The musical structure and arrangement is part of the songwriting process to create the feel and style of the song, common forms include verse-chorus form, 32-bar form, and 12-bar Blues. Sections and song elements can include verse, chorus, bridge, hook, break, intro and outro. Though song writing is an art form and not restricted to hard rules, however, having a grasp on elements of song structure will help a musician write more successful hits.
One of the most popular groups of all time, The Beatles, are not only known for their timeless hits but also their use of creative interpretation of chord-progressions, lyrical content, and structure. Although The Beatles music mostly fall into the rock and pop genres, they were heavily inspired by American Blues. 27 songs in The Beatles discography use at least some elements of the 12-bar Blues. The blues progression has a particular form in lyrics, chord structure, duration, and phrase mostly based on the I-IV-V chords of a key.
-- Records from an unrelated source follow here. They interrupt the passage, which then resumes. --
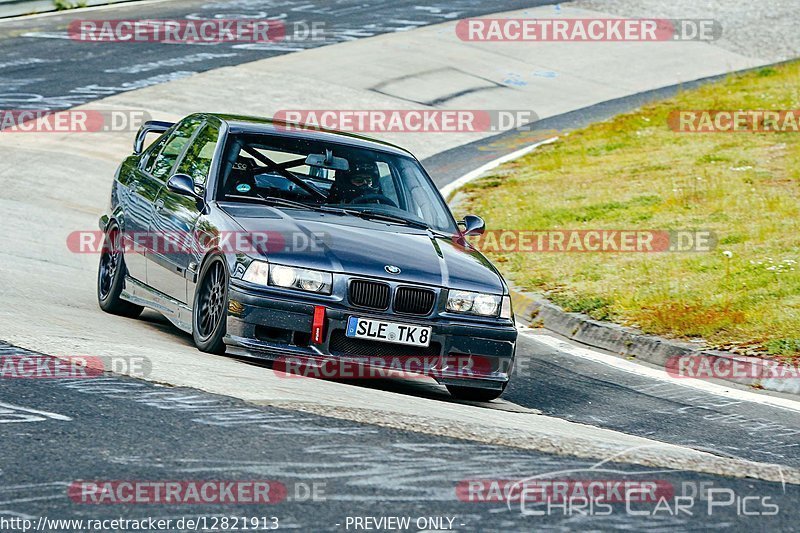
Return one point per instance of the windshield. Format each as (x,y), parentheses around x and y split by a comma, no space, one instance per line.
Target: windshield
(317,173)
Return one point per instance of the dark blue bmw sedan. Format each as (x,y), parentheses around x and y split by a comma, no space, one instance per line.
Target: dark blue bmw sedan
(267,239)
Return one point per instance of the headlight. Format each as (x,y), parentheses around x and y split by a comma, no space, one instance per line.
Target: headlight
(289,277)
(257,272)
(474,303)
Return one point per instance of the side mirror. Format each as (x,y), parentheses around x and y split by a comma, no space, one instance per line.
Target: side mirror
(473,225)
(183,185)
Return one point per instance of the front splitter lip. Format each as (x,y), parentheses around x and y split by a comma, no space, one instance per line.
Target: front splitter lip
(316,360)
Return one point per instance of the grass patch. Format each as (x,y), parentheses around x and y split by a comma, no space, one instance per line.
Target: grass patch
(633,172)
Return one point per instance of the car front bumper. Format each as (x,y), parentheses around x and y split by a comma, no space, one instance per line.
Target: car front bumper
(278,327)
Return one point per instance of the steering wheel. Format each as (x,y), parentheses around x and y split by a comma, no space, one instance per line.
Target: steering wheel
(376,197)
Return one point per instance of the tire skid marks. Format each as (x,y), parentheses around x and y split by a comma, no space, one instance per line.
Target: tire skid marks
(207,409)
(10,414)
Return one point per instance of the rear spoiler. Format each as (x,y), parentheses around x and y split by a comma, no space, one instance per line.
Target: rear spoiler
(151,126)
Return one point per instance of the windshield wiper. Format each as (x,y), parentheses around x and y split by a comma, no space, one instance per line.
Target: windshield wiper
(275,200)
(377,215)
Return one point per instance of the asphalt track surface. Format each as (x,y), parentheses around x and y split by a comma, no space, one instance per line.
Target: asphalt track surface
(121,428)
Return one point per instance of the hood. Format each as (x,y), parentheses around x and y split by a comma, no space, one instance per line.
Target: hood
(355,246)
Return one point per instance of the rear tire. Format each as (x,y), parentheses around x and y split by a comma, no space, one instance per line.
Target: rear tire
(474,394)
(210,310)
(111,277)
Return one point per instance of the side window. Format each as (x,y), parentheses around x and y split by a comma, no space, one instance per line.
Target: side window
(152,153)
(386,180)
(197,161)
(172,148)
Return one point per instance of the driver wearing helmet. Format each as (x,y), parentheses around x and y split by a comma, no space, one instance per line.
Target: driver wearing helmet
(359,181)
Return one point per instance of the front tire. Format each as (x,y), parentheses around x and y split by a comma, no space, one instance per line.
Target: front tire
(474,394)
(210,310)
(111,277)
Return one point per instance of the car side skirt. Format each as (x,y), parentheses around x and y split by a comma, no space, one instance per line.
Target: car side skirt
(176,312)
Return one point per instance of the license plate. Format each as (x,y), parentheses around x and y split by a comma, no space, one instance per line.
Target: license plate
(378,330)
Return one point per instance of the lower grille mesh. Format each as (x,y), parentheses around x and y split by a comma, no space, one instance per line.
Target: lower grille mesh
(342,345)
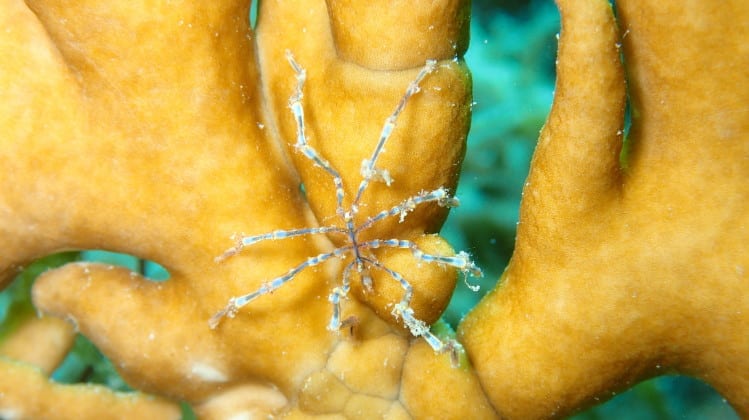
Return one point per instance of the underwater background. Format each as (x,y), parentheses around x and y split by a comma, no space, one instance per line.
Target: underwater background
(512,54)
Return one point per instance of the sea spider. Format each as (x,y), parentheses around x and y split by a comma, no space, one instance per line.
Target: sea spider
(360,251)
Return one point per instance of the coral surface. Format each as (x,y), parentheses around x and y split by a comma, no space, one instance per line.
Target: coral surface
(162,129)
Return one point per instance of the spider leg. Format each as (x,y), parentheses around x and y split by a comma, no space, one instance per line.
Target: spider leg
(336,295)
(295,103)
(236,302)
(462,260)
(440,195)
(246,241)
(419,328)
(368,169)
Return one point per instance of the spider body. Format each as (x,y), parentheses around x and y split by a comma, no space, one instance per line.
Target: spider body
(360,251)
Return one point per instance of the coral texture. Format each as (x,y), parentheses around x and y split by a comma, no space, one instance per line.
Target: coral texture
(161,129)
(146,128)
(620,274)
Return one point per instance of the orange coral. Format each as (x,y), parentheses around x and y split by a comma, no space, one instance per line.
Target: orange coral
(160,129)
(622,274)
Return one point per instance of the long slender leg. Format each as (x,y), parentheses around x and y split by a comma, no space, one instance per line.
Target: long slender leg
(246,241)
(417,327)
(462,261)
(295,103)
(368,170)
(440,195)
(339,293)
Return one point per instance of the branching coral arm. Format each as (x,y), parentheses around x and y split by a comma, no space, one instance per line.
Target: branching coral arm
(623,274)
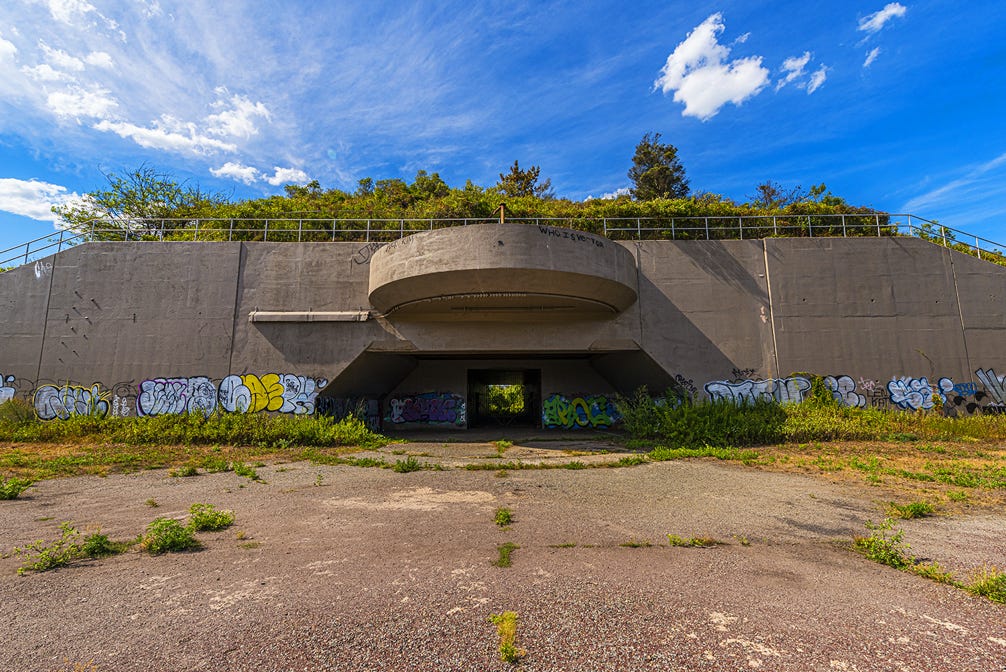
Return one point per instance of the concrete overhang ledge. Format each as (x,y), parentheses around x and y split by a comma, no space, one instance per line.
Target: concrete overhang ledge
(498,269)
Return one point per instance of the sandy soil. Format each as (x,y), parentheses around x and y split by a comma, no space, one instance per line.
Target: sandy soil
(350,568)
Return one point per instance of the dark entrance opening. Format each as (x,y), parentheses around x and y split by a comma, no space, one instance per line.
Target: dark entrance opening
(504,398)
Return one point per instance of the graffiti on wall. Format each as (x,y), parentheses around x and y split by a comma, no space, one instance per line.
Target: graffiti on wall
(52,401)
(164,396)
(910,393)
(277,392)
(843,390)
(428,408)
(783,390)
(7,389)
(578,411)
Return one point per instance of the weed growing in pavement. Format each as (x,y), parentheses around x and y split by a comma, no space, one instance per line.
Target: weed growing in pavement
(246,471)
(409,464)
(908,511)
(167,535)
(504,554)
(206,518)
(885,545)
(10,488)
(99,545)
(214,464)
(692,541)
(506,628)
(988,582)
(504,517)
(42,556)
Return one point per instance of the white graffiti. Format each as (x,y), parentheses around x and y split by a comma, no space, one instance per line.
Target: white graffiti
(52,402)
(279,392)
(994,384)
(161,396)
(783,390)
(843,389)
(6,388)
(910,393)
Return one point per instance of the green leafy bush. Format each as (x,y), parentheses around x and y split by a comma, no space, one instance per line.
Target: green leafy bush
(167,535)
(206,518)
(10,488)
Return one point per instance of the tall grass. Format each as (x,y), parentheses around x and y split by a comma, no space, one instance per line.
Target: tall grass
(683,423)
(259,430)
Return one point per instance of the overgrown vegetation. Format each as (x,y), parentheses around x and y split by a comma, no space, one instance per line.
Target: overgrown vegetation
(259,430)
(885,544)
(692,541)
(167,535)
(503,517)
(504,550)
(506,628)
(206,518)
(10,488)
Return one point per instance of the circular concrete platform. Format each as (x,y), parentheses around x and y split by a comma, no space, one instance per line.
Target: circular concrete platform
(495,271)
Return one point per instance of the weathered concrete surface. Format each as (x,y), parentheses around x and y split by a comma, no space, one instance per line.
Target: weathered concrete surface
(373,569)
(516,271)
(871,309)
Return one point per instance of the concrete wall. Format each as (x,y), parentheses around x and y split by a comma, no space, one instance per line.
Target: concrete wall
(886,318)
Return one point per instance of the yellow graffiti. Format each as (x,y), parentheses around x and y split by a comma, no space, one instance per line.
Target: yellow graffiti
(267,391)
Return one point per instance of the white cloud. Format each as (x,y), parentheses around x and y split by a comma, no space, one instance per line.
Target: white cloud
(66,10)
(238,121)
(7,49)
(875,21)
(32,198)
(701,77)
(236,171)
(76,102)
(287,176)
(820,74)
(44,72)
(794,68)
(100,59)
(167,134)
(60,58)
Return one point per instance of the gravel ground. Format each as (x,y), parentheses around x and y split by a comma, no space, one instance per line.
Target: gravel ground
(377,570)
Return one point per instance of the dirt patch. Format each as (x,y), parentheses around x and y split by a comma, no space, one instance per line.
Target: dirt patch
(336,567)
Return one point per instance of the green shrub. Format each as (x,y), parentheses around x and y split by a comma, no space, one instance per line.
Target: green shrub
(410,464)
(42,556)
(206,518)
(167,535)
(10,488)
(885,545)
(504,517)
(908,511)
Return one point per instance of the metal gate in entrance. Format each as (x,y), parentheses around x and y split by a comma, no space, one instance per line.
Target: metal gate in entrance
(504,397)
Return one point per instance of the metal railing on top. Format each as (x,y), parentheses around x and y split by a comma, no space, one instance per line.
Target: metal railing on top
(712,227)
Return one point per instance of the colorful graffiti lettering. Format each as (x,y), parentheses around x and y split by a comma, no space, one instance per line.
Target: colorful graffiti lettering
(910,393)
(594,410)
(843,390)
(52,401)
(430,407)
(7,388)
(783,390)
(161,396)
(278,392)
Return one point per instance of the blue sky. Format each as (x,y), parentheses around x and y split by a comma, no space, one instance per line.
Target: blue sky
(898,106)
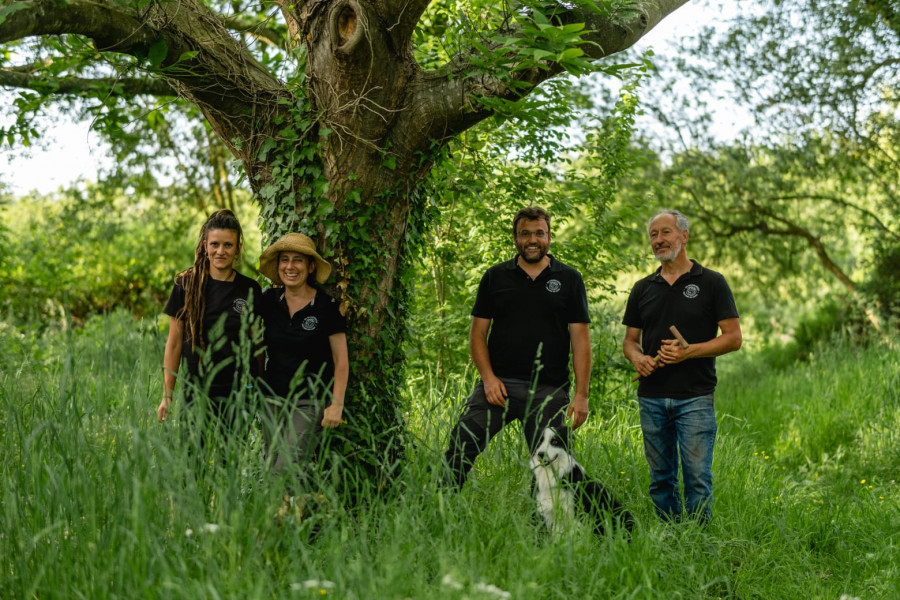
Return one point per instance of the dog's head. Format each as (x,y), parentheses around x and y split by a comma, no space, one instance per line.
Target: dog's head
(553,451)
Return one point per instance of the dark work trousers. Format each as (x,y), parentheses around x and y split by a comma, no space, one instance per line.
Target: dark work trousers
(292,431)
(536,406)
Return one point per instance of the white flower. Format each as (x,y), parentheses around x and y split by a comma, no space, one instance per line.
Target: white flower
(493,590)
(313,584)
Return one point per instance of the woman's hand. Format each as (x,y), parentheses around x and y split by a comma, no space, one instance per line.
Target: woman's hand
(162,410)
(332,416)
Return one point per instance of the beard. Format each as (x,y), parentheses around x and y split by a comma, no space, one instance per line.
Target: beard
(536,254)
(670,254)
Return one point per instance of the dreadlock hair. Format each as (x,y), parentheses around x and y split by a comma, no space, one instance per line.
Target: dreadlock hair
(194,279)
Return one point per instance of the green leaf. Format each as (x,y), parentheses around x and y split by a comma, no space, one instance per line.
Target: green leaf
(6,11)
(158,52)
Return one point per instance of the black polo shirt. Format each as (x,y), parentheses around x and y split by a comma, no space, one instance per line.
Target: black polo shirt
(694,304)
(300,362)
(226,301)
(530,316)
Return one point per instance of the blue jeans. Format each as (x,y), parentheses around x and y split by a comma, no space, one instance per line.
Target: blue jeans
(676,428)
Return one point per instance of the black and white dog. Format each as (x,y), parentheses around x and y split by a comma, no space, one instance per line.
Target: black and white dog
(563,490)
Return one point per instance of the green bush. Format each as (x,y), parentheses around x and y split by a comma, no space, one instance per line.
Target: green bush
(83,252)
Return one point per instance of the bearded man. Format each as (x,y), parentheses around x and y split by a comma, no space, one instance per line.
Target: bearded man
(528,313)
(675,394)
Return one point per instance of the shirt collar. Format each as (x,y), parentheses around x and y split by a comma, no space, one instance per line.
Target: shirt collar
(696,270)
(513,263)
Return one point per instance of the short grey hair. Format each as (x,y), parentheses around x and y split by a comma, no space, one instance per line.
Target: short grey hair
(681,221)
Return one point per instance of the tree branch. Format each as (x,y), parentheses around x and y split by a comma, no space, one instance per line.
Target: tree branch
(125,87)
(453,91)
(184,43)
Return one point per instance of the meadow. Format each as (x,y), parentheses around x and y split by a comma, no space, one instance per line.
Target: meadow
(99,500)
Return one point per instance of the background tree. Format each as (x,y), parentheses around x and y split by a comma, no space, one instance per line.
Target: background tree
(336,109)
(808,189)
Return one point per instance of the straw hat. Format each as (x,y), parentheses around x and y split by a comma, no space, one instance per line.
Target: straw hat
(292,242)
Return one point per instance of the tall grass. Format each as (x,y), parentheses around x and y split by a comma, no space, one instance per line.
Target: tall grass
(101,501)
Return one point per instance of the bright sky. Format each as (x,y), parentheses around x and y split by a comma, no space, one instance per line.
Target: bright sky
(75,150)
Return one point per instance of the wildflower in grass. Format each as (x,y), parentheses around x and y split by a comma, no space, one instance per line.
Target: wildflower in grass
(322,585)
(492,590)
(451,583)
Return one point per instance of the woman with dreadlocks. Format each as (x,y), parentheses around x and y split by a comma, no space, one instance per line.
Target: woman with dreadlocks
(211,294)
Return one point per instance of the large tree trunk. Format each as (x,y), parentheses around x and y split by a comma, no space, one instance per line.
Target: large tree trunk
(339,154)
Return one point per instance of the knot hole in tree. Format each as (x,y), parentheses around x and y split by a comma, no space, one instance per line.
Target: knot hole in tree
(346,26)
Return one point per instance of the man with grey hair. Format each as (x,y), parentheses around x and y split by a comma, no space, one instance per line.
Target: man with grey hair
(677,384)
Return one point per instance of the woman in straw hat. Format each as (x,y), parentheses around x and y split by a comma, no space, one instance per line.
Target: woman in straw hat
(306,344)
(208,292)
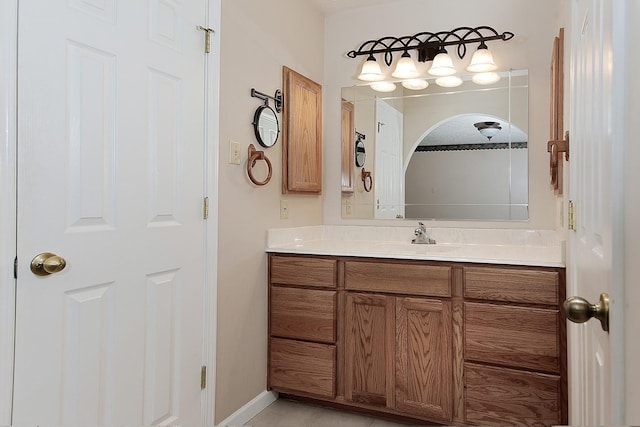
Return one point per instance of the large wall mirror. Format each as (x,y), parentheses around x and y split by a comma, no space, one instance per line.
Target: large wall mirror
(444,153)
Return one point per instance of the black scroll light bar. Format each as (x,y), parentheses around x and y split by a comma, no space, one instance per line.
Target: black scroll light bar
(277,99)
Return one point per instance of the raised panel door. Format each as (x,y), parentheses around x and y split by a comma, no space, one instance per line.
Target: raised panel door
(424,372)
(369,349)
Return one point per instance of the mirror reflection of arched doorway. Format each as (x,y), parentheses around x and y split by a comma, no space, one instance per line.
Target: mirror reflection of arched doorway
(456,172)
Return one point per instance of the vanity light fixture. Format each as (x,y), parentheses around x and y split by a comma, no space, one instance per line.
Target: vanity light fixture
(488,129)
(383,86)
(415,84)
(485,78)
(430,47)
(405,68)
(482,60)
(449,81)
(442,65)
(371,70)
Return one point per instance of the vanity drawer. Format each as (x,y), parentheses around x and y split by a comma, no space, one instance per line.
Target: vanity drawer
(303,271)
(308,314)
(501,396)
(399,278)
(302,366)
(521,337)
(512,285)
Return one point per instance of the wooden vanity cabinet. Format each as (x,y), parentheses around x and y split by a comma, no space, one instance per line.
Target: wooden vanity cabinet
(302,325)
(454,343)
(514,346)
(398,344)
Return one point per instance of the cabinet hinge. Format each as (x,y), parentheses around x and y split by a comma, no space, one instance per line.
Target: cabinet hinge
(207,38)
(572,215)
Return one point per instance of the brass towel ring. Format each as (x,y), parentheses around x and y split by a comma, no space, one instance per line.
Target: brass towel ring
(367,181)
(254,156)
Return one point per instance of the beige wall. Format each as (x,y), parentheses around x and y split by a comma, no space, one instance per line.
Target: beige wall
(257,39)
(534,24)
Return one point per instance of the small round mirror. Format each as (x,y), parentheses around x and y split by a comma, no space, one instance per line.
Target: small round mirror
(360,153)
(265,126)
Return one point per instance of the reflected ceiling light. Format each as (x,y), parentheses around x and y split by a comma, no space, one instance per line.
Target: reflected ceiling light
(488,129)
(405,68)
(482,60)
(415,84)
(371,70)
(383,86)
(449,81)
(442,65)
(485,78)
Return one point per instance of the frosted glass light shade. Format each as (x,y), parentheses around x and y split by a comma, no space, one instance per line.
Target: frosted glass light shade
(449,81)
(485,78)
(383,86)
(415,84)
(405,68)
(482,61)
(371,71)
(442,65)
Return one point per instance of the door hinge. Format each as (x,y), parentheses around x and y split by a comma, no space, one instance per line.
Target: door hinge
(207,38)
(203,377)
(205,209)
(572,215)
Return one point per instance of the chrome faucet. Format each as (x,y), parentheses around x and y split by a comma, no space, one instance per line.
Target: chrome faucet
(421,236)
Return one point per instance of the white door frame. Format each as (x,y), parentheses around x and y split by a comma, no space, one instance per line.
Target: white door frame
(8,69)
(8,173)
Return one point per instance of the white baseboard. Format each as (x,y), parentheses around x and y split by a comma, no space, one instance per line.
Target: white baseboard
(249,410)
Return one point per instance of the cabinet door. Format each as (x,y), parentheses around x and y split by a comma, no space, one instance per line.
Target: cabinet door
(302,134)
(369,352)
(424,372)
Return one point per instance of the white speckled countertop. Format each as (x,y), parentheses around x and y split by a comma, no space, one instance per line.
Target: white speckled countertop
(495,246)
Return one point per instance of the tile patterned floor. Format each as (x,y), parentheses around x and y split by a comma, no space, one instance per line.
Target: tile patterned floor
(290,413)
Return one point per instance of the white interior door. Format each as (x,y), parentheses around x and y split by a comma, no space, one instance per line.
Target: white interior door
(389,185)
(110,177)
(592,266)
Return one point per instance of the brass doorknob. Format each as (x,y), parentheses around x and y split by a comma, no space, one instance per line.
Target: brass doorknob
(579,310)
(47,263)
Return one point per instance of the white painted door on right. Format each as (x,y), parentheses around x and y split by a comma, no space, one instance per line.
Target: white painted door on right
(593,168)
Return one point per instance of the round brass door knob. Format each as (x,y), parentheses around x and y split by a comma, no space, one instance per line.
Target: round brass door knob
(47,263)
(579,310)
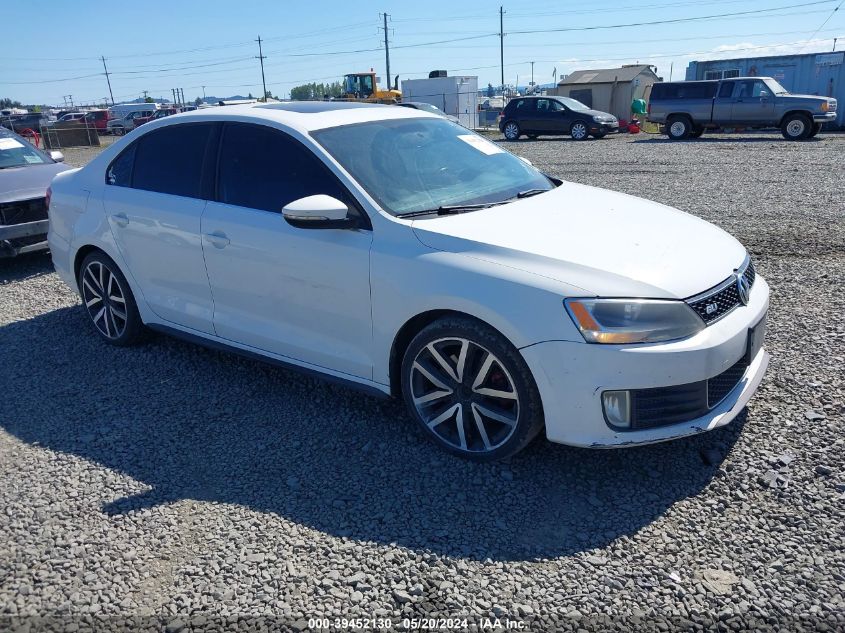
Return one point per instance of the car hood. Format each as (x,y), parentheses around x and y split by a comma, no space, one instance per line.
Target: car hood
(599,241)
(29,181)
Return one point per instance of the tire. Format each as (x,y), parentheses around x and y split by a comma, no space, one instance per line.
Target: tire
(678,128)
(511,131)
(118,322)
(443,393)
(579,130)
(796,127)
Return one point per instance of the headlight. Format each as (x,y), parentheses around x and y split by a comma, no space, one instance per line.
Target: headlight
(633,320)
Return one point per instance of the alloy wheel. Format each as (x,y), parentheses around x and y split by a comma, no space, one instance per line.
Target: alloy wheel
(678,129)
(579,131)
(104,299)
(464,395)
(795,128)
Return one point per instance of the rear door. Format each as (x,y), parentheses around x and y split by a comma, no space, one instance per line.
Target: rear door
(154,197)
(753,103)
(299,293)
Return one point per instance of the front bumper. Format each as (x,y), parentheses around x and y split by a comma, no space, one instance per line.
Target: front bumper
(571,377)
(17,239)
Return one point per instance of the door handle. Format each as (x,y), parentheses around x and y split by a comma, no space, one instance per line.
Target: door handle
(217,239)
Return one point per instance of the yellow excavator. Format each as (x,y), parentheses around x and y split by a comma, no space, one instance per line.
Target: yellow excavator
(363,87)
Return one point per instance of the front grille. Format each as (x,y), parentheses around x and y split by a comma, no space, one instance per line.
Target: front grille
(22,211)
(651,408)
(722,299)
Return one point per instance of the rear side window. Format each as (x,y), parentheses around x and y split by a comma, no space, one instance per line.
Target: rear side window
(262,168)
(170,160)
(120,171)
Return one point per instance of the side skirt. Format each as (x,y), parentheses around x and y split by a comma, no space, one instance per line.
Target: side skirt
(223,347)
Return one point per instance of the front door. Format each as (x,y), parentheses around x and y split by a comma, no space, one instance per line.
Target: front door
(300,293)
(153,200)
(753,102)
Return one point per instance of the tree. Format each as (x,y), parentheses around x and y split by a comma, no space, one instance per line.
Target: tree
(316,91)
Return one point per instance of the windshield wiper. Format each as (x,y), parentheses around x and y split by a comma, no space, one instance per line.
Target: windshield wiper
(450,209)
(531,192)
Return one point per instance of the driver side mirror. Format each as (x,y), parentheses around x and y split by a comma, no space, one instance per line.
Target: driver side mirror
(319,212)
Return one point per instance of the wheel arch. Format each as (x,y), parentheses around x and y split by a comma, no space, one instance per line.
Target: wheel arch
(790,113)
(414,326)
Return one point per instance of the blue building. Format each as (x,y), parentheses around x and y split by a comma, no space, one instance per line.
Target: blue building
(814,73)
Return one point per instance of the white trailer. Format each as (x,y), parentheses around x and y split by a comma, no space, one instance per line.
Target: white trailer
(456,95)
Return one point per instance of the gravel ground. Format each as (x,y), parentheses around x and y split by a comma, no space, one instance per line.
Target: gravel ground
(170,487)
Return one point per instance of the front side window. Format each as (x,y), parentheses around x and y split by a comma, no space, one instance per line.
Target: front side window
(415,165)
(170,160)
(262,168)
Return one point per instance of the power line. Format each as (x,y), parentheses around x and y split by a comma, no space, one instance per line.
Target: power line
(826,21)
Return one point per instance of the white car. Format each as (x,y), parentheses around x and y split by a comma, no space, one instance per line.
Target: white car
(398,252)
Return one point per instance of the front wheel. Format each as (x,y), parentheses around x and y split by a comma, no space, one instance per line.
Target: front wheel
(796,127)
(470,390)
(512,131)
(108,301)
(678,128)
(579,131)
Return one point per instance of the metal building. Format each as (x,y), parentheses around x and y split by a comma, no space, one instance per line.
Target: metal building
(820,74)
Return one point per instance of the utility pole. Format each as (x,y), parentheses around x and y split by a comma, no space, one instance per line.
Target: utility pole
(386,49)
(261,58)
(502,45)
(108,81)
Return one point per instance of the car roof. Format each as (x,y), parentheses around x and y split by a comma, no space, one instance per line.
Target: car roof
(304,116)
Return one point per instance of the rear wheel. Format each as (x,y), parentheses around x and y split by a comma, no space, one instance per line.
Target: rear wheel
(108,301)
(512,131)
(579,131)
(796,127)
(470,390)
(678,128)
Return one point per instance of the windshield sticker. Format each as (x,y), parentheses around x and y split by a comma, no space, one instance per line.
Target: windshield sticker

Below is an exploration of The Beatles and their bluesified melodies, including some of their most popular and fascinating songs.
- “Roll Over Beethoven”
Originally recorded by Chuck Berry in 1956 “Roll Over Beethoven” was one of The Beatles favorite Chuck Berry songs. Berry had a massive influence on the group, The Beatles were covering his songs even before they were officially ‘The Beatles’. Their version of the song, also in 12-bar blues format, was first recorded on July 30, 1963 for their second LP and then released in April 10, 1964 as the opening track of The Beatles Second Album and as the opening track of Four by The Beatles. The Beatles added sevenths to every chord and replaced the second chord from D7 to a G7 and reversed the 9th and 10th bars. The lyrics are monumental to the time, explaining how Ludwig van Beethoven would roll over in his grave at fact that rock and roll, as well as rhythm and blues, was replacing classical music.
- “12 Bar Original”
This instrumental jam track was The Beatles journey into a more traditional blues track, this song is one of the very few songs in their entire catalog that include all four members, John Lennon, Paul McCartney, George Harrison, and Richard Starkey as writers. The song, structured in a complete 12-bar Blues format and one of the first instrumental songs they had recorded, was originally recorded at Abbey Road Studios in November 4th 1965 in only two takes but scrapped until 1996 when it was edited down and released on The Beatles Anthology 2.
- “Can’t Buy Me Love”
The verses on “Can’t Buy Me Love” are 12-bar blues, only deviating by using an F chord in bar 11 instead of the typical C. The flat thirds and sevenths are used heavily in the melody, which give it even more of a blues sound. This song is note-worthy of the fact that even though so much of The Beatles earlier music contained 12-bar Blues structures, “Can’t Buy Me Love” is one of only nine of The Beatles originals containing a 12-bar Blues structure.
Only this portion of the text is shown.